A motion for an examination shall specify the time, place, manner, conditions, scope, and nature of the examination, as well as the identity and specialty, if any, of the person or persons who will perform the examination, and shall be accompanied by a meet and confer declaration. (CCP § 2032.310(b).) The Court shall grant the motion only for good cause shown. (CCP § 2032.310(a).) “The way to describe these ‘diagnostic tests and procedures’–fully and in detail—is to list them by name.” (Carpenter v. Superior Court (2006) 141 Cal.App.4th 249, 260.) 

 

Prior to filing the opposition, Plaintiff’s counsel and defense counsel met and conferred regarding the mental examination of Plaintiff. The parties have stipulated to most of the terms of the mental examination but have failed to agree upon Plaintiff’s proposed Paragraph 19, which states the following:

 

19. The information learned or obtained by Dr.
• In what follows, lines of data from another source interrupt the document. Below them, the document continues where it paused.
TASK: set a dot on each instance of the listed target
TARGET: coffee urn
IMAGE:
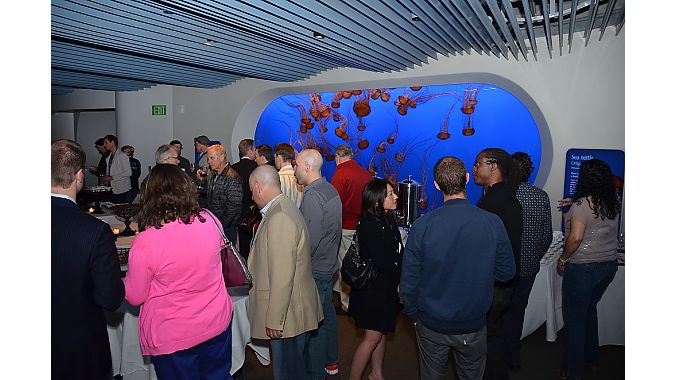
(408, 204)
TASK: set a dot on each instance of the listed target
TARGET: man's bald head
(308, 166)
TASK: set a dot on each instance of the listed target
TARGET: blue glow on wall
(415, 120)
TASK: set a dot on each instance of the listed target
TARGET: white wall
(577, 100)
(136, 126)
(63, 126)
(89, 127)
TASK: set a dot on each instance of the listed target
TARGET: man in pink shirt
(349, 179)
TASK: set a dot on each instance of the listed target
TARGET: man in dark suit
(244, 167)
(85, 275)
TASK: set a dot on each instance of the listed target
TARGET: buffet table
(123, 328)
(545, 305)
(126, 350)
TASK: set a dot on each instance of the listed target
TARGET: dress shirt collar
(64, 196)
(267, 206)
(313, 184)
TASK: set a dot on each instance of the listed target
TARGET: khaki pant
(339, 285)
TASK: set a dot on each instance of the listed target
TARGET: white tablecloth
(126, 350)
(545, 306)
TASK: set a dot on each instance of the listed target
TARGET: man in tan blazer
(284, 303)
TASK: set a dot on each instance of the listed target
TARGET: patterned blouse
(537, 227)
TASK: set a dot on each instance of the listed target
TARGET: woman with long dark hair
(588, 263)
(175, 275)
(375, 308)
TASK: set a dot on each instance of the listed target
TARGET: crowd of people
(463, 275)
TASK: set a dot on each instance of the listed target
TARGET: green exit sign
(159, 109)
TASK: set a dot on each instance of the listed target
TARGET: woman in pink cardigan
(175, 275)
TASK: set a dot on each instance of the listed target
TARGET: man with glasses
(183, 162)
(167, 154)
(453, 256)
(500, 176)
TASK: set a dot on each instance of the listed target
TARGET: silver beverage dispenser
(408, 204)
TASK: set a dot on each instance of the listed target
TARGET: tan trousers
(339, 285)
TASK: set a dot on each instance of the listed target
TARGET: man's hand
(273, 334)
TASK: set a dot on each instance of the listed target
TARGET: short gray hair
(163, 152)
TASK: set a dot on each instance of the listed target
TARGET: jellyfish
(393, 135)
(384, 95)
(381, 147)
(361, 106)
(468, 130)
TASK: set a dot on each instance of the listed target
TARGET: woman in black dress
(375, 308)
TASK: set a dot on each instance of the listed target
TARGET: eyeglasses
(488, 162)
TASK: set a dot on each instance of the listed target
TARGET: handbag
(248, 223)
(356, 271)
(235, 270)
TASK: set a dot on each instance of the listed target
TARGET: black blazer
(244, 168)
(85, 280)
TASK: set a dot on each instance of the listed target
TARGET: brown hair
(450, 175)
(67, 159)
(286, 151)
(168, 194)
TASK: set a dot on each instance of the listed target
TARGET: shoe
(565, 376)
(331, 369)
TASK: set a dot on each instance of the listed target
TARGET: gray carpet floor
(541, 360)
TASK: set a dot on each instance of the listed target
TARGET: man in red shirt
(349, 179)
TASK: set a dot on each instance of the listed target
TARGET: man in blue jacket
(453, 255)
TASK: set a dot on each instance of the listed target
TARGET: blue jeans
(288, 358)
(209, 360)
(323, 343)
(583, 286)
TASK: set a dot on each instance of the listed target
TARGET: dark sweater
(500, 199)
(453, 255)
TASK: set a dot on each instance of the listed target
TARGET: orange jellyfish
(468, 130)
(361, 107)
(381, 147)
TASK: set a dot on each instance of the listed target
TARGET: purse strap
(225, 239)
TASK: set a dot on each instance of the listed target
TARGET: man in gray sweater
(322, 211)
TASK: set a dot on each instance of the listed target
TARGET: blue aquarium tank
(400, 132)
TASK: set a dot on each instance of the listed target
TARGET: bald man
(284, 304)
(322, 212)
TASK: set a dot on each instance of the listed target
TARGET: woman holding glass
(375, 308)
(588, 263)
(175, 275)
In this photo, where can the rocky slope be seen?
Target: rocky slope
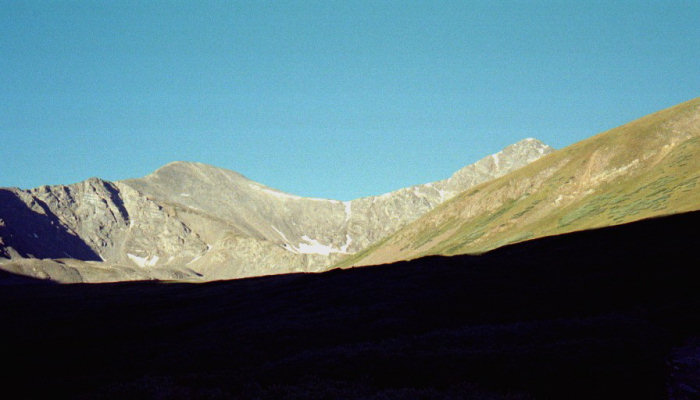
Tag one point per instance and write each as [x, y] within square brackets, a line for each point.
[646, 168]
[195, 221]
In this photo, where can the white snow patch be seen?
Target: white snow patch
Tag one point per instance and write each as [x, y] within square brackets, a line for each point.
[496, 160]
[278, 194]
[194, 259]
[314, 247]
[348, 210]
[143, 261]
[344, 248]
[280, 233]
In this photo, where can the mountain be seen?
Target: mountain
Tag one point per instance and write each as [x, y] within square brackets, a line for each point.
[611, 313]
[648, 167]
[192, 221]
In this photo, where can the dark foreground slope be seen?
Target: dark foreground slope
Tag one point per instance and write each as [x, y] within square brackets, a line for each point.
[610, 313]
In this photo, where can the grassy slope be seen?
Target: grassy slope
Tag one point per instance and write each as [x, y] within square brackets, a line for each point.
[645, 168]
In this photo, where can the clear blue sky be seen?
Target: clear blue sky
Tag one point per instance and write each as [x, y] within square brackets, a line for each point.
[321, 98]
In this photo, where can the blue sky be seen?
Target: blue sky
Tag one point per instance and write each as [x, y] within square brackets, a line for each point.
[321, 98]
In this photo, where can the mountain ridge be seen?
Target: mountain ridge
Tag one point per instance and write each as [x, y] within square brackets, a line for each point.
[647, 167]
[189, 220]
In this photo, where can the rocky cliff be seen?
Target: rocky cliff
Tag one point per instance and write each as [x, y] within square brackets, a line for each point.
[195, 221]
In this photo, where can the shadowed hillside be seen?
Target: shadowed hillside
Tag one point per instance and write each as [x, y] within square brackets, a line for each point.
[593, 314]
[648, 167]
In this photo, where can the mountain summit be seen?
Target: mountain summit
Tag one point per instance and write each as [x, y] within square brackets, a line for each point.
[194, 221]
[646, 168]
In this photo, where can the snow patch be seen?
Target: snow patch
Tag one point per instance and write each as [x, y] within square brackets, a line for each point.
[496, 160]
[279, 195]
[348, 241]
[314, 247]
[143, 261]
Sreenivasan can only be used by counsel for Burton Feinstein. Should Burton Feinstein no longer be a party to this action prior to the disclosure of Dr. Sreenivasan’s opinions through deposition or trial, any information learned or obtained by Dr. Sreenivasan during the examination cannot be used in this action.

 

Plaintiff argues although Cozzia and Mor Furniture are Defendants in this case, they have not sought to examine Mr. Eustaquio. Accordingly, they should not be entitled to discover the information learned by Dr. Sreenivasan until deposition or trial. Plaintiff contends designation of the expert as an expected trial witness is not itself an implied waiver of the privilege. (See Shooker v. Sup.Ct. (Winnick) (2003) 111 Cal. App. 4th 923, 930.) Moreover, retaining an expert in a consultant capacity allows his or her reports to remain protected as work product and counsel can neither communicate with the consultant, nor depose him or her, nor designate him or her as their expert. (Kennedy v. Sup.Ct. (Lucky Stores, Inc.) (1998) 64 Cal. App. 4th 674, 679.)

 

Defendant contends should the court allow Plaintiff to include Paragraph 19 in the Order, then the other defendants will separately proceed with a mental examination of Plaintiff, utilizing their own mental health expert. As a result, having Plaintiff undergo a separate mental examination with a different expert selected by the other defendants will unnecessarily complicate the trial if there are multiple defense experts providing opinions responding to Plaintiff’s emotional damage claims.

 

The court agrees with Defendant. Each case cited by Plaintiff concern attorney work product and in the instant matter, Plaintiff does not hold the “privilege” for attorney work product. In Shooker, the question was whether attorney work product (and attorney client privilege) was waived when the expert was designated. The court said no. However, the instant matter differs as it is the Defendant here who wants to waive the attorney work product. In Kennedy, the question was whether the party that held the privilege (Lucky) was trying to work around waiver. This is not an issue here. Here, Defendant wants to waive attorney work product and give the report to other named defendants. This is not a decision that can be made by Plaintiff. Dr. Sreenivasan is not Plaintiff’s expert.

 

Accordingly, Paragraph 19 is omitted from the stipulation.